Luckily some other non-anatomy books touch on that, so they can give me a general idea.

It seems to me, it's best to absorb a lot of information, but shape it to suit your needs and your style.

wes9000
October 28th, 2003, 10:08 PM
honestly, i think alot of the anatomy books will really only help you out with seeing proportions etc and can only take you so far. they tend to be more about doing a certain style of anatomy. which is all some people want.
but
if you really want to know anatomy and be able to rely on your knowledge when youre not working from life, i personally think that you just have to buckle down and learn the muscles. all of them. learn their names. learn their origins and insertions. learn how they are layered and what happens if something is pronated or supinated or rotated. etc.
this is something i really started working on last winter and it has helped immensely.
when you know the inner workings of the figure and why things are a certain way you can go anywhere from there.
theres a book called Artistic Anatomy. the authors name is Richer i believe? this is the best anatomy book i have.

MrSmith
October 28th, 2003, 10:28 PM
i'm sort of re-learning how to draw right now, so take what i say with a grain of salt.

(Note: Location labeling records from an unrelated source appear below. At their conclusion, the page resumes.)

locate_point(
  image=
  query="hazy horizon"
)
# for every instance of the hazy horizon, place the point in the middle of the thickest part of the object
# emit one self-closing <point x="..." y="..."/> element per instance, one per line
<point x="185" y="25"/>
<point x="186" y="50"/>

i have so many anatomy/figure books my bookshelf can barely support the weight, but i have gotten at least some uselful info out of every one of them.

the book i have by Jack Hamm is probably my favorite book on anatomy/figure drawing. the thing i like the most that seems to be lacking in other books is its description of how and where bones affect the surface. most anatomy books barely if at all touch on the BIG problem areas like elbows, knees and other boney areas, but this book has pages devoted to it. i see tons of people who seem to think that only muscles 'show'. elbows and knees on many pics look like they are made up of many tiny muscles, but they should be drawn as bone.

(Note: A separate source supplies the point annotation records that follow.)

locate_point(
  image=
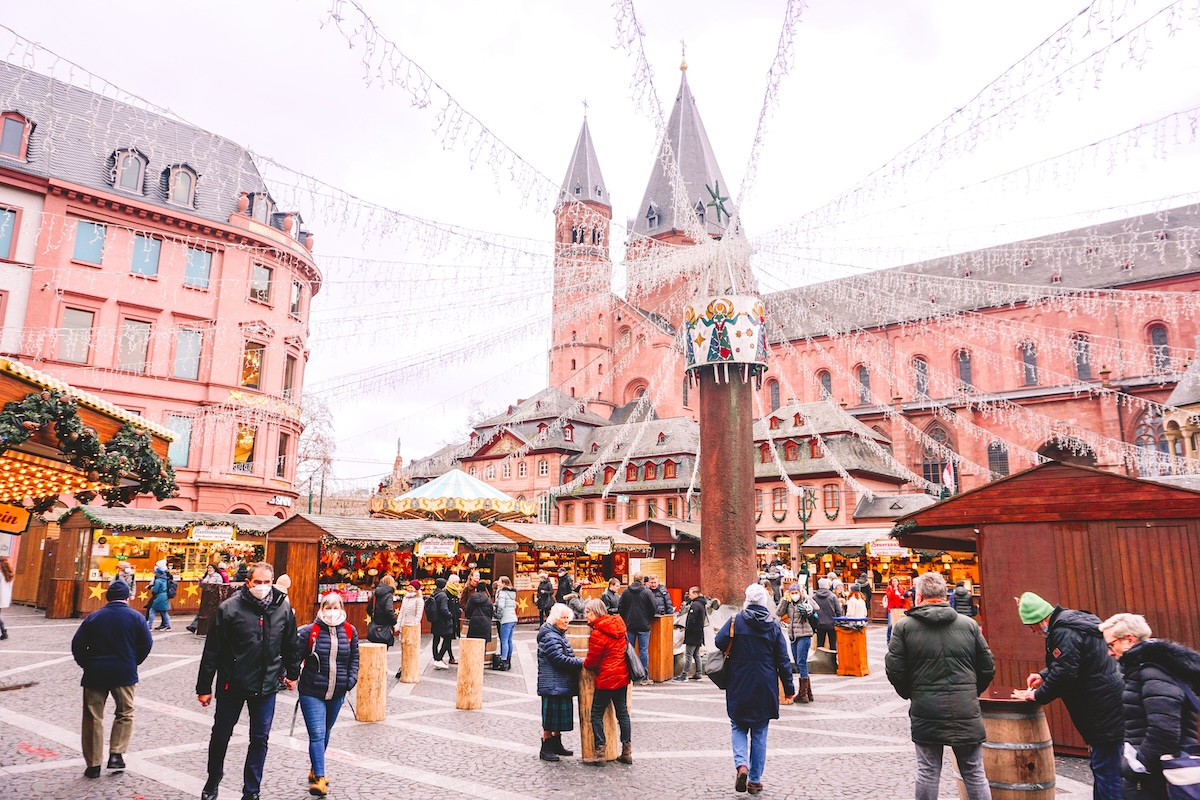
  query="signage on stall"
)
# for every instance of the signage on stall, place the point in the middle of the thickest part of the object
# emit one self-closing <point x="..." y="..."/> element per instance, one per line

Anatomy for the Artist by sarah simblet is great. it uses mostly photos rather than drawings which is a good way to show the big differences from body to body. it also uses drawings on semi-transparant overlays over photos that really help.

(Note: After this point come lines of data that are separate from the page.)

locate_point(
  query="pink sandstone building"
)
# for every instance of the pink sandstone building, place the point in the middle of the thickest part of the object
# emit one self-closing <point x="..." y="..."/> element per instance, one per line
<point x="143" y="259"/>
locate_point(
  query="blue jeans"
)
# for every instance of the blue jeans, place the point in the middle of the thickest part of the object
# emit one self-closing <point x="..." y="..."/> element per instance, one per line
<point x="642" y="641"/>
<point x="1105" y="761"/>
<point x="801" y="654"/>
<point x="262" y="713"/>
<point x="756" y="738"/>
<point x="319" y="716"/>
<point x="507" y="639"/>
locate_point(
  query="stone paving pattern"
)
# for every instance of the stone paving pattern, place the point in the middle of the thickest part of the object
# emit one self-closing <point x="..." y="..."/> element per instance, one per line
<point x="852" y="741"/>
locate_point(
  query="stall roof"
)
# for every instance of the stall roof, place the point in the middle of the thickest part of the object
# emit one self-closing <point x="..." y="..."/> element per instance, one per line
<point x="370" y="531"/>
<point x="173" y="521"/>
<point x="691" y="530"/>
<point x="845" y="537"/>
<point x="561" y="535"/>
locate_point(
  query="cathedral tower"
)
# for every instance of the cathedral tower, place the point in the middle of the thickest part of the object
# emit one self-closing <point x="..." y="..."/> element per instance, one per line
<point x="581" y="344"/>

i've heard many people complain about hogarth's books. i have a few, and it seems that he is trying to teach his own style of drawing instead of just showing general anatomy.

Joeslucher
October 28th, 2003, 11:22 PM
The Encyclopedia of Fantasy and Science Fiction Techniques isn't a great book but it has a section on faces where it lays out the different places where fat tends to be on the face that I think is really informative and should be better explained in real anatomy books.

davi
October 29th, 2003, 12:34 AM
i think hogarth teachs the forms more than other books. I really didn't think i liked hogarth until a few days ago when i was doing some feet studies. His over exagerations make it easy for the eye to know placement, but his anatomy books do not show why parts look and shape the way they do.

gekitsu
October 29th, 2003, 12:48 PM
android recommended an anatomy book some time ago. it was called photo atlas of anatomy or something like that. i'm not at home right now and can't look it up.

that book was extremely useful for deeper understanding as it featured photos of the real thing (well, almost... the people depicted arent living anymore :)) instead of selective or beautified drawings.

it was freakin expensive, though :(

Vhy
November 9th, 2003, 12:49 AM
I would say that if you have 60$ get Human Anatomy by Elliot Goldfinger. That one devotes 2 or 3 pages to each individual muscle. Unlike the other books I have it shows a lot of cross-sectional views, and you really need to understand the cross sections of the body in order to place planes of shadow or to draw foreshortened views. There's a useful section on body fat, though it probably could have been expanded.

The book android recommended was Color Atlas of Human Anatomy. It's basically a bunch of detailed photographs. If you know the muslce names you can just look at the bone photographs to see where they attach.

Gairy Faigin's book on facial expression has a lot of discussion of how faces vary in relaxed state. This is another book that is really helpful regardless of what style you're after.

Bridgman is more about how to simplify the forms. I look at it pretty often.